I recently attended The Institute for Functional Medicine (IFM) Autoimmune Conference in Atlanta.
This conference showcased the latest thinking on autoimmune disease from leading doctors like Kara Fitzgerald, ND; Robert Rountree, MD; Thomas Sult, MD; and Helen Messier, MD, PhD.
I was very excited to attend this conference as I have recognized for many years that autoimmune disease is at epidemic proportions; and the problem is only growing in the modern world. It seems like everyone I know either has or knows someone with autoimmune disease; and the suffering can be heartbreaking.
Before I started studying Functional Medicine, I thought there was nothing I could do to help people with autoimmune disease; other than sending them to a specialist like a Rheumatologist for powerful immune suppressant drugs. Some people still need that. But now I know that there are many measures that we can take to modulate the immune system that can help to calm and stabilize autoimmune disease.
In 1900, Dr. Paul Ehrlich coined the term, “Horror Autotoxicosus”. This was meant to convey that autoimmune disease cannot happen; it is against nature that the immune system would cause harm to one’s self. This despite the fact that autoantibodies were described as early as 1904. But, due to Paul Ehrlich’s stature, his expert opinion, the concept of autoimmunity was not accepted until 1945. That’s right, over 40 years, despite scientific evidence to the contrary. Our concept of autoimmunity has deepened somewhat over the past 70+ years. But, despite all our advances, when you ask many medical providers what causes autoimmunity and what you can do about it, you will get answers which boil down to the origin of autoimmunity is unknown and there’s nothing meaningful you can really do about it.
But is that really true? Or is it a case of “Horror Autotoxicus” all over again. I believe it is the latter.
Evidence is accumulating that autoimmunity begins with a disturbance of the immune system in the gut. This is usually preceded by an event which causes increased intestinal permeability. Increased intestinal permeability means that the tight junctions between the cells lining the gut have loosened up. This allows complex carbohydrates, proteins and even bacterial products to “leak” through the membrane and come into contact with our immune system. Thus, the origin of the term “leaky gut”. 70-80% of our immune system is in our gut to protect us from the yeast, bacteria, parasites and toxins coming in from the outside world. Autoimmunity arises when the immune system responds to a perceived threat, such as bacteria and produces antibodies against that. In a process known as molecular mimicry, the immune system cells make antibodies against our own cells, mistaking them for the bacterial threat due to the molecular antigens appearing the same.
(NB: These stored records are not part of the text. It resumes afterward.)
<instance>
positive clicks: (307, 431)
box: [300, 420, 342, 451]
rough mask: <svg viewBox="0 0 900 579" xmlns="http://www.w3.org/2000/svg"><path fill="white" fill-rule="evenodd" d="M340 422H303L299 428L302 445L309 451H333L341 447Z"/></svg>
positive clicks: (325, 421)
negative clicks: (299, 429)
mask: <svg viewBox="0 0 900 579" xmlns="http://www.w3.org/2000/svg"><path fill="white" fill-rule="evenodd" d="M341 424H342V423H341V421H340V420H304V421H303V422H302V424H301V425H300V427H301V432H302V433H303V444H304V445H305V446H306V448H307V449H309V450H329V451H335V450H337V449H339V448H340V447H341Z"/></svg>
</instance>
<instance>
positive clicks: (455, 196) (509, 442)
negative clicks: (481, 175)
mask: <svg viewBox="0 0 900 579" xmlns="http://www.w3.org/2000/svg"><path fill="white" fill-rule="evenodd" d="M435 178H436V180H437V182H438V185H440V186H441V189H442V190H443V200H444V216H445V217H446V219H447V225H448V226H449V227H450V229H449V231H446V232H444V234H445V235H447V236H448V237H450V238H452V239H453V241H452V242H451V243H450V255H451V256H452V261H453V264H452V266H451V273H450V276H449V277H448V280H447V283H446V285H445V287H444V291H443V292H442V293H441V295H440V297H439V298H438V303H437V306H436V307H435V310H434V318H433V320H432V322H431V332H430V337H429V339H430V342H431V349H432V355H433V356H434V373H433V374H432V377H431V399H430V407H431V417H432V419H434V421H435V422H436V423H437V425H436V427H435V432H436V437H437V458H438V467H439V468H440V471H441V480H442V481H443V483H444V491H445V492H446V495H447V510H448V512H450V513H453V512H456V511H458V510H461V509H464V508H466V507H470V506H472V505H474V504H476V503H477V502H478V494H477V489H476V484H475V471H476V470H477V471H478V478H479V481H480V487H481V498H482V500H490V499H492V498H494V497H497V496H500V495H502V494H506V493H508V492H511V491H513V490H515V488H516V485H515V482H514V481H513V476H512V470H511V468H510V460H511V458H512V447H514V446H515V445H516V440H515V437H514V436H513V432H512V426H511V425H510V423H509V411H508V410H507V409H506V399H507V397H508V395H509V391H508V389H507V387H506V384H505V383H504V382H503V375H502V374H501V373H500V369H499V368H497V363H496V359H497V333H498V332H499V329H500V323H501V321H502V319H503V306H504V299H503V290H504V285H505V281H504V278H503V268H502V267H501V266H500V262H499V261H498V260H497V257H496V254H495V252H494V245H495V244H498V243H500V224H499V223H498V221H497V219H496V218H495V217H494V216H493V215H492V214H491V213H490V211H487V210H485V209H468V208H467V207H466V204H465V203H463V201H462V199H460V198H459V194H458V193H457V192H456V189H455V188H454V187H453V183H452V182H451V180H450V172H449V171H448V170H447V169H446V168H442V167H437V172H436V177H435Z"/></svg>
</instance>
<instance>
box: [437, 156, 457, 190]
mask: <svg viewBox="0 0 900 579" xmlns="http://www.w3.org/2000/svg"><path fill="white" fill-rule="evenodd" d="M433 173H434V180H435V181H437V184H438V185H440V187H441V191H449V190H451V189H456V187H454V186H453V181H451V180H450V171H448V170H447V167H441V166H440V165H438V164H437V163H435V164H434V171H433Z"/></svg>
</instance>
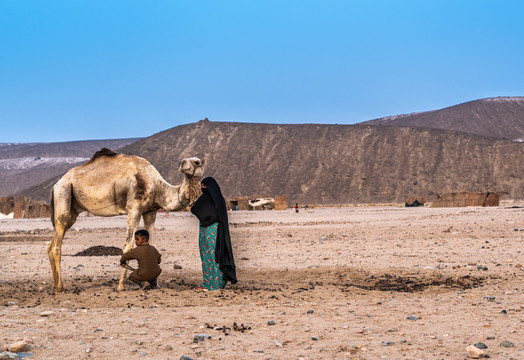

Our program at Princeton Integrative Health, focuses on finding the root cause of the autoimmunity, which we know ties back to this “leaky gut”. A condition that provides the spark of the fire that is an over-attenuated immune system or autoimmune disease. The root cause can be many things including an infection, a food intolerance, stress, etc. We then use nutrition and therapeutic-based protocols to modulate the immune system and heal the gut. This approach has been successful at stabilizing, and in some cases, even putting autoimmune disease in remission. Our goal is not to just address the symptoms of the disease or slow the progression but to eliminate the cause. The analogy we like to use is that the “conventional” approach is like you’re standing on a thumbtack and popping loads of pain-killers to alleviate the pain. The Functional Medicine approach, our approach, is to bend over and pull that thumbtack out of your foot.